Dietro segnalazione del Prof. G.Tosi, nell'ambito el Corso CFT del Dipartimento di Scienze della Vita, si svolgerà un seminario

Mercoledì 30 OTTOBRE 2019, h. 16.00-18.00

Aula U0.1 [MO 51] - Via Campi 103, Modena

tenuto dal Dott. LEON WANG

TUMOR TARGETING and production of polymeric
NANOMEDICINES: evidence and examples

Chemical and Biological Engineering, Princeton University

 

1. Post-formulation 64-Cu labeled nanotracers to investigate size and surface property effects on
biodistribution and tumor localization in a mouse pancreatic cancer model.
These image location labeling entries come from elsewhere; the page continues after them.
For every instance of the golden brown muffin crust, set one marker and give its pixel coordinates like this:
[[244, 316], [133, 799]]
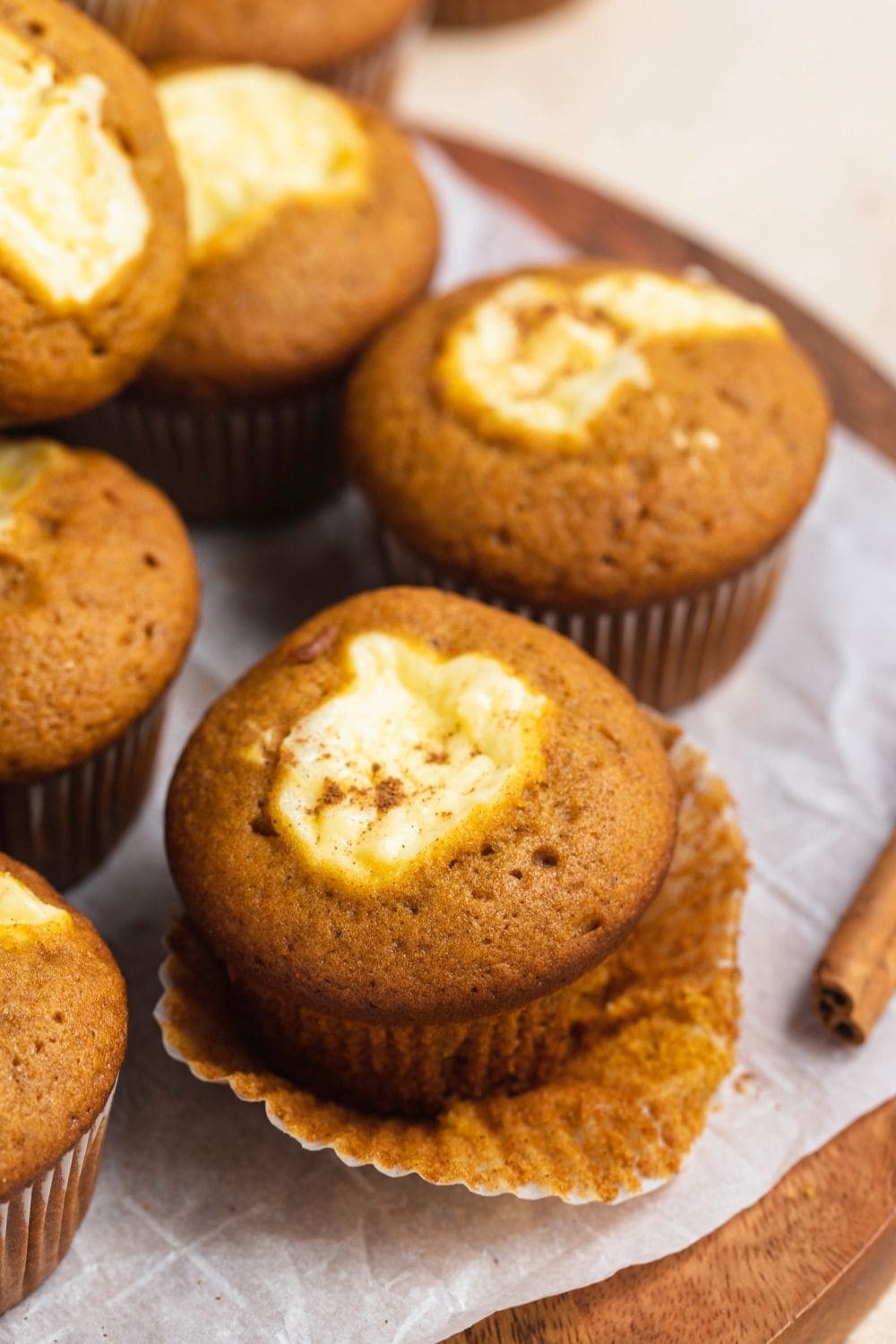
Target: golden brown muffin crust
[[527, 902], [64, 1029], [99, 604], [627, 521], [308, 288], [56, 363], [306, 35]]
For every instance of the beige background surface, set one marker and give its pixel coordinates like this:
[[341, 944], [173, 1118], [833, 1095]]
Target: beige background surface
[[766, 126]]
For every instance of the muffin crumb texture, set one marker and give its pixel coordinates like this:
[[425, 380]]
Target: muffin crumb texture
[[64, 1023], [656, 1026]]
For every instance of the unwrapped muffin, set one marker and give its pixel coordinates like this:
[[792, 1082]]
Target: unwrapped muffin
[[99, 602], [311, 225], [408, 833], [64, 1027], [352, 45], [93, 242], [618, 453]]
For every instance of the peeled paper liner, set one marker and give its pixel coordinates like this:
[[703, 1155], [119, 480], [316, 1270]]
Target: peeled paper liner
[[657, 1026]]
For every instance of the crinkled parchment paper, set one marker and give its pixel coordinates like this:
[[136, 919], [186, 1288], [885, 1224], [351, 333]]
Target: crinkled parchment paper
[[210, 1225]]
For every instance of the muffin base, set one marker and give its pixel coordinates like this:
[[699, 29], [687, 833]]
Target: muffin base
[[416, 1070], [478, 13], [665, 652], [223, 461], [134, 22], [38, 1222], [65, 824], [654, 1032]]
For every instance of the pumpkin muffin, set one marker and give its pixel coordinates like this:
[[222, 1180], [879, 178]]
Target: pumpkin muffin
[[93, 244], [352, 45], [408, 833], [64, 1030], [616, 452], [311, 225], [137, 23], [99, 602]]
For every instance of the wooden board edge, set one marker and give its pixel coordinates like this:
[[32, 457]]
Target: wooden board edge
[[845, 1261], [863, 397], [833, 1217]]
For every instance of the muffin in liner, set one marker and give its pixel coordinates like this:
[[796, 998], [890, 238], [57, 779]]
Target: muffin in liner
[[656, 1026], [478, 13], [665, 652], [65, 824], [134, 22], [371, 74], [39, 1220], [226, 460]]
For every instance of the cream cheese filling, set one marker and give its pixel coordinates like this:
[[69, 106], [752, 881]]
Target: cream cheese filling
[[249, 139], [72, 212], [403, 757], [22, 462], [546, 357], [23, 914]]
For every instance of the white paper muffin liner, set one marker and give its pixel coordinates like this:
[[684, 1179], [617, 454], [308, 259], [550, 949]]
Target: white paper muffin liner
[[65, 824], [134, 22], [222, 461], [665, 652], [39, 1220], [589, 1134]]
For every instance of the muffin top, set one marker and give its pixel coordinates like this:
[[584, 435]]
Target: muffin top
[[99, 602], [64, 1026], [301, 34], [419, 809], [93, 250], [309, 225], [587, 433]]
Leon Z. Wangφ, , Chester E. Markwalterφ, , Prashanth K. Padakantiγ, Sean D. Carlinγ, Ola M. Sharafγ, Shadman-As-Sami Jahangirφ, Eric Blankemeyerγ, Abass Alaviγ, Robert H. Machγ, Robert K. Prud'hommeφ*

φ Department of Chemical and Biological Engineering, Princeton University, Princeton, New Jersey, United States.

γ Department of Radiology, University of Pennsylvania, Philadelphia, Pennsylvania, United States.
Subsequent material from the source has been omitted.